Living on the edge: Chilean biotechnologist Nadac Reales works with creatures that can survive in extreme conditions, called extremophiles. They thrive in unusually hot or cold environments, acidic habitats, or areas of high chemical concentrations.

Extremophiles thrive in unusually hot or cold environments, acidic habitats, or areas of high chemical concentrations.

Metal-eating microbes fit this profile because, well, they eat metal, so they thrive naturally in environments with high chemical concentrations.

Reale extracted the bacteria, called Leptospirillum, from Tatio geysers in the Andes Mountains – a very acidic environment, Newsweek reports.

At first, it took a few months for the bacteria to bite a nail, which is not very practical for real applications.

So Reales tried to speed up the process.

She did this by starving the bacteria – which essentially caused them to remove as many nutrients as possible when food was available. The fastest eaters survived and reproduced. Then, as each generation of bacteria starved, they evolved to eat faster. Eventually, after a few years and several generations, the bacteria could tear off a nail in just a few days. Reales believed that this could be a viable solution to Chile’s mining waste problem.

“I realized that there were various needs in the mining industry, for example what happened with the scrap metal,” Reales told AFP.

The need for green mining: The extraction of minerals from nature frequently causes imbalances, which have a negative impact on the ecosystem. Mining can damage air and water supplies, destroy animals and their habitat, and permanently alter natural landscapes. Sinkholes, erosion, polluted waterways and deforestation are all possible consequences.

The liquid byproducts that microbes produce when they devour the metal can be used to extract copper using a method known as hydrometallurgy.

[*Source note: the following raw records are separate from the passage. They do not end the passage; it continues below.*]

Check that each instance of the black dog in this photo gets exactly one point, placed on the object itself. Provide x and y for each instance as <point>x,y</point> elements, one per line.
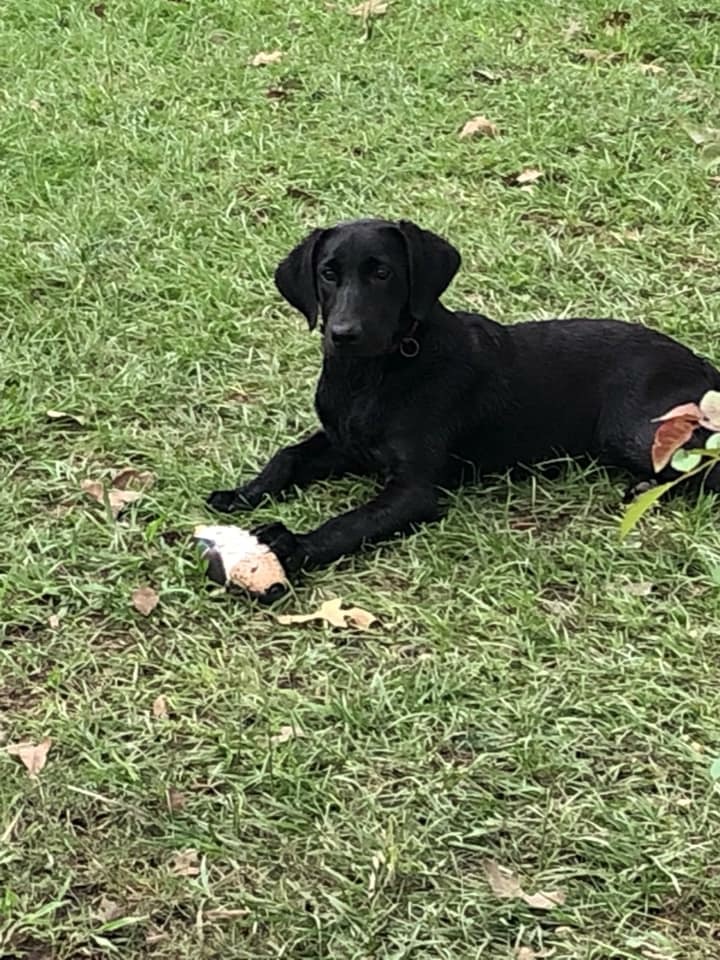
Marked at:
<point>428,398</point>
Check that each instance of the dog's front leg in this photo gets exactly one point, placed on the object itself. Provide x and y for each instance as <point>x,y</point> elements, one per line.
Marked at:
<point>400,506</point>
<point>295,466</point>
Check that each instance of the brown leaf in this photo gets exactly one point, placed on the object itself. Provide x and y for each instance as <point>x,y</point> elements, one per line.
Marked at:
<point>33,756</point>
<point>286,733</point>
<point>486,76</point>
<point>145,600</point>
<point>710,410</point>
<point>651,68</point>
<point>600,56</point>
<point>505,884</point>
<point>185,863</point>
<point>117,499</point>
<point>331,612</point>
<point>160,709</point>
<point>108,910</point>
<point>265,57</point>
<point>175,799</point>
<point>370,8</point>
<point>615,19</point>
<point>479,125</point>
<point>528,175</point>
<point>225,914</point>
<point>61,417</point>
<point>575,29</point>
<point>544,900</point>
<point>669,437</point>
<point>643,588</point>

There are different types of mining pollution, depending on the type of mining, such as surface mining, brine mining or underground mining. But none of them are exempt from environmental consequences. The smelting process (applying heat to extract metal from the ore) can produce giant chunks of metal, Popular Mechanics reports. This is where Reale’s approach could prove to be successful. When Reales was looking for microbes to extract copper, she realized that the tiny bacteria could be used to clean up mining waste, which is a major source of pollution in Chile – it is the world’s largest producer of copper and the world’s second largest lithium producer. Throughout history, mining has been an important industry in Chile, generating 200,000 jobs and accounting for 12% of Chile’s GDP last year.

Additionally, the liquid byproducts that microbes produce when they devour the metal can be used to mine copper using a method known as hydrometallurgy. Typically, mining can release metal particles into the air, explosions and tunneling can weaken the soil, and mercury and other contaminants can seep into the water table. Using hydrometallurgy to extract copper could reduce these negative impacts. This would give the bacteria a dual role: cleaning up mining waste and playing an essential role in more environmentally friendly copper mining.

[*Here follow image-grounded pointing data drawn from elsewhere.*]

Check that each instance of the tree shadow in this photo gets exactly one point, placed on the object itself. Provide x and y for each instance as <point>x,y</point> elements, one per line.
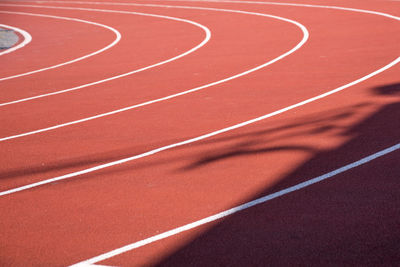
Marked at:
<point>351,220</point>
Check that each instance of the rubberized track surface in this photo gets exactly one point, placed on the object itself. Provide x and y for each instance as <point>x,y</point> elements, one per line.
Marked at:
<point>140,133</point>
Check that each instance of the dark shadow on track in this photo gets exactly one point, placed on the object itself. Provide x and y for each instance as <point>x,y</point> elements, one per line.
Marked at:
<point>352,219</point>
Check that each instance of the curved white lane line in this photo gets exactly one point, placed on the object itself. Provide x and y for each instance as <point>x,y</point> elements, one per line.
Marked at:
<point>106,165</point>
<point>116,40</point>
<point>236,209</point>
<point>266,198</point>
<point>25,34</point>
<point>169,233</point>
<point>205,40</point>
<point>305,37</point>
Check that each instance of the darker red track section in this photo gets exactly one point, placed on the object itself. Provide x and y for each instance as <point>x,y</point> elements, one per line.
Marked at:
<point>349,219</point>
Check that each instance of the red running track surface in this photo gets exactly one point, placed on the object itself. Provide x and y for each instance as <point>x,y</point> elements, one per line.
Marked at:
<point>351,218</point>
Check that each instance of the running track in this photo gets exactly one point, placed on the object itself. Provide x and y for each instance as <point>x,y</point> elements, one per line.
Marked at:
<point>140,133</point>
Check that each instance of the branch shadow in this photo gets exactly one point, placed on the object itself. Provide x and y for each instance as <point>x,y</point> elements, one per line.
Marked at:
<point>353,220</point>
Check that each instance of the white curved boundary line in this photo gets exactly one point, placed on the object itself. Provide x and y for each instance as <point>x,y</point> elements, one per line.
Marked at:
<point>305,37</point>
<point>249,204</point>
<point>218,216</point>
<point>116,40</point>
<point>205,40</point>
<point>25,34</point>
<point>199,138</point>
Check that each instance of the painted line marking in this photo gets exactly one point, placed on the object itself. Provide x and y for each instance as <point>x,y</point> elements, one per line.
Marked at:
<point>228,1</point>
<point>202,137</point>
<point>236,209</point>
<point>205,136</point>
<point>205,40</point>
<point>116,40</point>
<point>301,43</point>
<point>25,34</point>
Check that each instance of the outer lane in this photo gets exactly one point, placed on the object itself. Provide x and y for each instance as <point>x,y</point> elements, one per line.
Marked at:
<point>224,165</point>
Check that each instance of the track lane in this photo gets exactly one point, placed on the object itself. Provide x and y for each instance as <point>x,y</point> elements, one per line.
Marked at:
<point>139,199</point>
<point>156,54</point>
<point>33,59</point>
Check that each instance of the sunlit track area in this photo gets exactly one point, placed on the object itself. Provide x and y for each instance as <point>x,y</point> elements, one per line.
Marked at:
<point>199,133</point>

“We have always seen a lot of potential in this project which has already passed a major laboratory test,” microbiologist and team member Drina Vejar told Newsweek. “It is really necessary at this time when we need to plan for more sustainable development, especially in all these cities with so many polluting industries.

Eating a nail is just the start. Reale hopes that one day an army of these bacteria will make a real difference in cleaning up mine waste, consuming an entire hopper full of ore.

Reale’s company, Rudanac Biotec, strives to harness the unique talent of the bacteria and transform it into a viable product for the mining industry.